Une analyse histologique des yeux dont le traitement a échoué aurait sans doute
permis d’expliquer les causes de reprise de l’hypertonie, parmi lesquelles on suspecte une
cicatrisation des corps ciliaires insuffisamment détruits par le froid. Cela aurait néanmoins
supposer de proposer l’énucléation systématique lors d’échec thérapeutique.

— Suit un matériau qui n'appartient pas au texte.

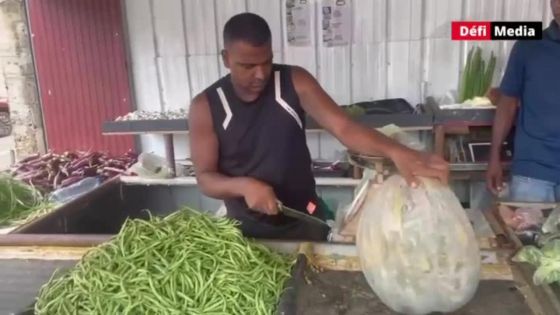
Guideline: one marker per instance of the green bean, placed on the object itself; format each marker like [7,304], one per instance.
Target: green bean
[185,263]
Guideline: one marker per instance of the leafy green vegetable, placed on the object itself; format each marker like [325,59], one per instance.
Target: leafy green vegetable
[477,74]
[185,263]
[547,261]
[18,200]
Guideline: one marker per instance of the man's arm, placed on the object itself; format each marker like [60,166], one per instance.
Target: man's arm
[319,105]
[511,89]
[204,154]
[503,121]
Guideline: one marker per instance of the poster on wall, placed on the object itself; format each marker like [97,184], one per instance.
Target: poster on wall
[336,22]
[298,22]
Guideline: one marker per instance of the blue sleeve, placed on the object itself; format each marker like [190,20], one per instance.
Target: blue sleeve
[512,82]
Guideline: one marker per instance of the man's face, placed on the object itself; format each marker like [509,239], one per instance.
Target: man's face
[555,5]
[250,66]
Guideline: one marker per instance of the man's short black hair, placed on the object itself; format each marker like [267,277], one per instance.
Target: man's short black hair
[247,27]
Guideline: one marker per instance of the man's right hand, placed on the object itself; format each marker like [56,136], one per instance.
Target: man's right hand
[494,175]
[260,197]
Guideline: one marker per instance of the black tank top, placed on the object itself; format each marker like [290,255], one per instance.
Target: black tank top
[264,139]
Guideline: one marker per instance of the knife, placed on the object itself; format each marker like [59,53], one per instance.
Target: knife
[300,215]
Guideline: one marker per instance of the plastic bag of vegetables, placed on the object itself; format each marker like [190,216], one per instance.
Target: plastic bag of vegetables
[417,248]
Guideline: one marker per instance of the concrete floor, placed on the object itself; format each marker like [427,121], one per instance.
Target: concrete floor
[347,293]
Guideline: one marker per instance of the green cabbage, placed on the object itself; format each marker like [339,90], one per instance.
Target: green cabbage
[547,261]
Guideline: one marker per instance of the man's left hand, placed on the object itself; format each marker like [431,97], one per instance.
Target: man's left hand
[412,163]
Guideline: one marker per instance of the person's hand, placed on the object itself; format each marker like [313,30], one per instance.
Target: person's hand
[260,197]
[494,176]
[412,163]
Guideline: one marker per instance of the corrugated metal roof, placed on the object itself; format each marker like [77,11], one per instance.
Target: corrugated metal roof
[81,68]
[400,48]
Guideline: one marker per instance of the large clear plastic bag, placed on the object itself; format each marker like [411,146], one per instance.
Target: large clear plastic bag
[417,248]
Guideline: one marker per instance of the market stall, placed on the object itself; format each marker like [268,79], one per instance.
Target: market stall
[325,277]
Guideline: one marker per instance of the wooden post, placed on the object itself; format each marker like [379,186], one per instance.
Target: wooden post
[170,152]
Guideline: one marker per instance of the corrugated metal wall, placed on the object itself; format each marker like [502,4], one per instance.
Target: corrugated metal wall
[81,69]
[400,48]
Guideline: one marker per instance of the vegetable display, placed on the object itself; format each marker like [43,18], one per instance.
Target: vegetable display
[477,75]
[154,115]
[547,261]
[18,201]
[53,171]
[185,263]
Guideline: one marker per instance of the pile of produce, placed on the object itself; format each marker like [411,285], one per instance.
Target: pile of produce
[545,259]
[154,115]
[53,171]
[186,263]
[477,75]
[18,201]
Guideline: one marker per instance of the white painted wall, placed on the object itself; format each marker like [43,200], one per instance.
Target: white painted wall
[400,48]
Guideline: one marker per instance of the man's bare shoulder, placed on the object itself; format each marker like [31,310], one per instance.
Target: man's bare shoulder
[200,100]
[302,79]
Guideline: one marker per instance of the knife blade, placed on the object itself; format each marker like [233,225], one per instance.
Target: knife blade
[300,215]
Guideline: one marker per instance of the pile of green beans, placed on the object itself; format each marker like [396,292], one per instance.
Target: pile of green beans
[185,263]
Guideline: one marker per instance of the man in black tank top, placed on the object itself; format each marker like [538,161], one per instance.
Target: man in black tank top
[248,141]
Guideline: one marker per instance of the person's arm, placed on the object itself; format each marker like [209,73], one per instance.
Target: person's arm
[511,89]
[361,139]
[204,154]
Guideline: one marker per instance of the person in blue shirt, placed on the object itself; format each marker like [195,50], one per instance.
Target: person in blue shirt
[530,88]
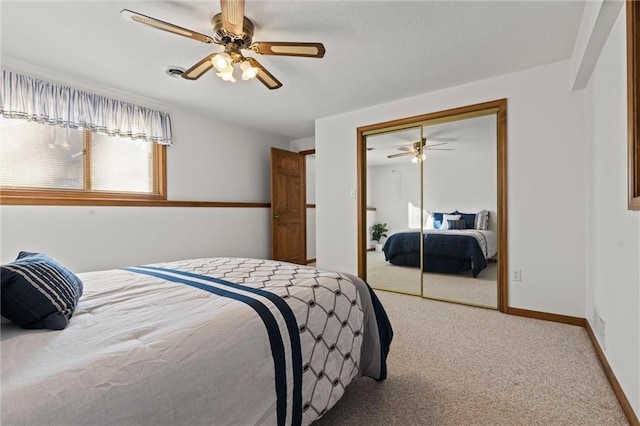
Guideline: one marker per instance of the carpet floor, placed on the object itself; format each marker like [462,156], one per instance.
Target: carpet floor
[460,287]
[453,364]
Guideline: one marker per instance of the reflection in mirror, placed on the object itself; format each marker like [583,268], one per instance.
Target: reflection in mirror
[460,197]
[393,194]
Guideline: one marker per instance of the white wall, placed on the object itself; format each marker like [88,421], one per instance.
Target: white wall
[391,200]
[209,161]
[311,212]
[546,175]
[613,232]
[299,145]
[462,180]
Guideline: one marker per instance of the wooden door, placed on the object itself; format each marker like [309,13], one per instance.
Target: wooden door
[288,207]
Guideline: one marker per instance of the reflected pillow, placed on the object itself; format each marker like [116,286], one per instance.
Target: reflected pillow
[38,292]
[482,220]
[457,224]
[446,218]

Enfin, l’utilisation de thermocouples pour mesurer la température atteint par les corps
ciliaires aurait peut-être permis d’éviter certains échecs thérapeutiques et de minimiser les
risques de complication liées à une congélation excessive (dépigmentation palpébrale, ulcère
cornéen notamment). Cependant cette technique nécessite du matériel qui n’était pas à notre
disposition.
En conclusion, cette étude constitue une démonstration de l’utilité de la cryochirurgie
dans un domaine où les solutions sont généralement décevantes. Une étude prospective visant
à comparer les deux techniques de cryodestruction par contact avec une sonde ou par
pulvérisation d’azote liquide en constituerait la suite logique.